On July 24, Jared underwent surgery to remove the cancer. He had about 5 inches of his upper femur and part of his hip removed and replaced with metal.

Mitchell said the pathology report following surgery stated that the tissue was clear of any cancer so the prognosis was the best they could receive.

“We felt this was a turning point in Jared’s journey with cancer but he was faced with more rough days as he continued to receive chemo treatments following surgery,” Mitchell said.

Kristi Mitchell said extra days were spent at the IWK as her son would not be cleared to come home between treatments until the methotrexate was out of his system.

The Mitchell family spent Christmas at the IWK thankful they could all celebrate together. When Jared was released on Dec. 28 the family opened their presents at home in Weymouth.

On Jan. 11 Jared cleared the methotrexate from his system from his last round of chemo and was sent home.

Linden and Kyla Mitchell, Jared’s older siblings said they are very happy to have their brother back home.

“We are so excited to have Jared home,” they said. “It has been hard because we were home a lot and often had the responsibility of taking care of the house as well as seeing that our studies got done.”

“No mo chemo,” said his mother. “He's done with that part of his journey.
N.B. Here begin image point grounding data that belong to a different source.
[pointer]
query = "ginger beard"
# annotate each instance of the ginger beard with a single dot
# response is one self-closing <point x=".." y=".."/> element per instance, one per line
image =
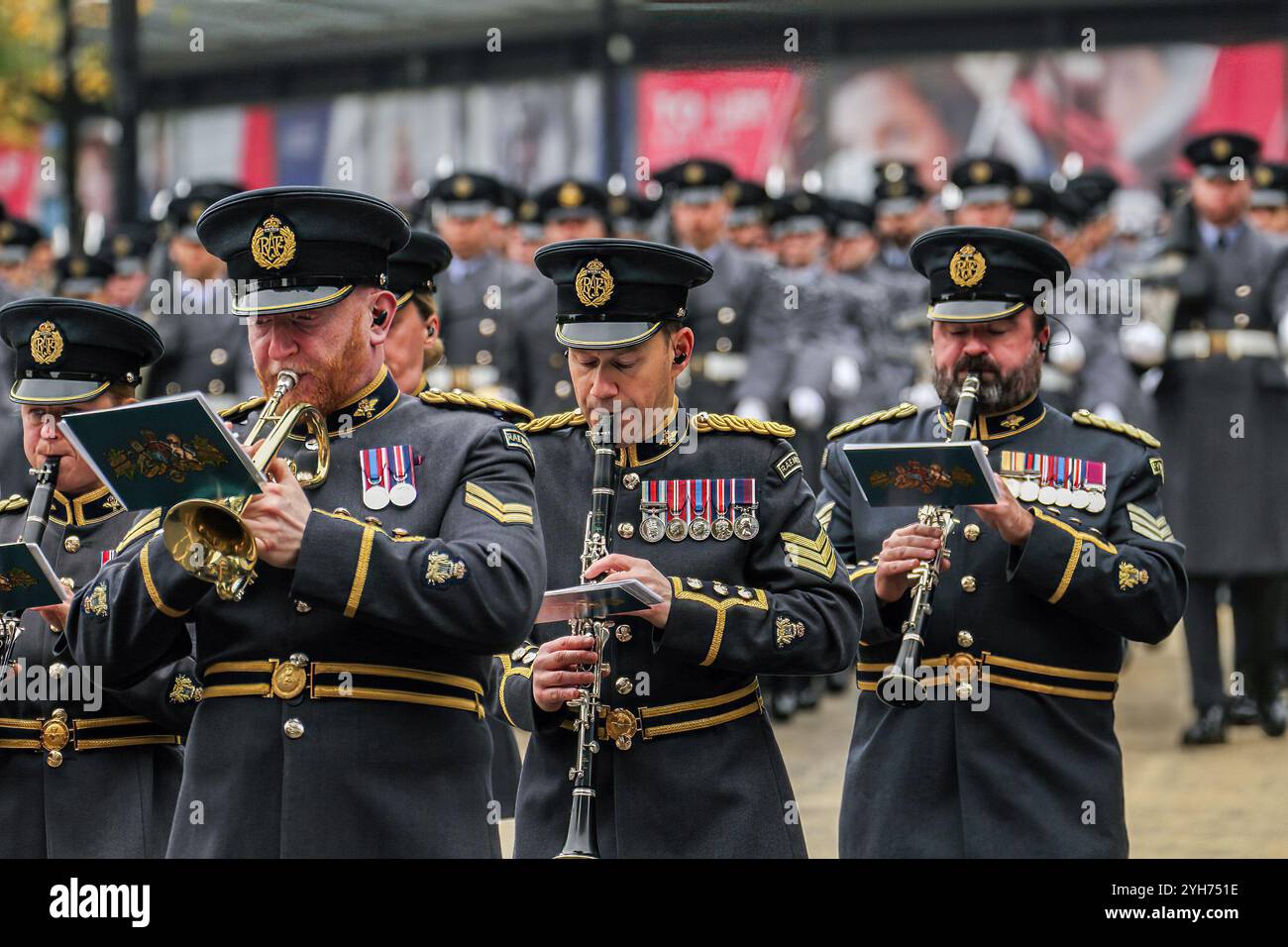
<point x="326" y="382"/>
<point x="997" y="390"/>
Now we are entering a season of check-ups, tests, follow up surgeries and possible ongoing treatment from the effects of chemo.

What a blessing not to have any more chemo treatments she added.

Both Daren and Kristi Mitchell expressed their heartfelt gratitude for all the prayers, kindnesses, support, generosity and gifts from their family, friends, the church family and community members during this difficult experience.

“We are humbled, encouraged and blessed,” they said. “Even though we are not from Weymouth we have felt loved and supported as if we truly belonged here.”

“God used his Word, his church and our community to provide us with all we needed exactly when we needed it. We thank God for them.”

 As they counted their blessings the Mitchells included the IWK among their huge blessings.

“The staff at the hospital was so very good to Jared and to us as a family as well.”

The Mitchells say they have been on a long journey and feel they can breathe now.

“It has been a season of life with a beginning and now the ending. It has been tough especially for Jared but we are looking forward to a better season as we have our life back.”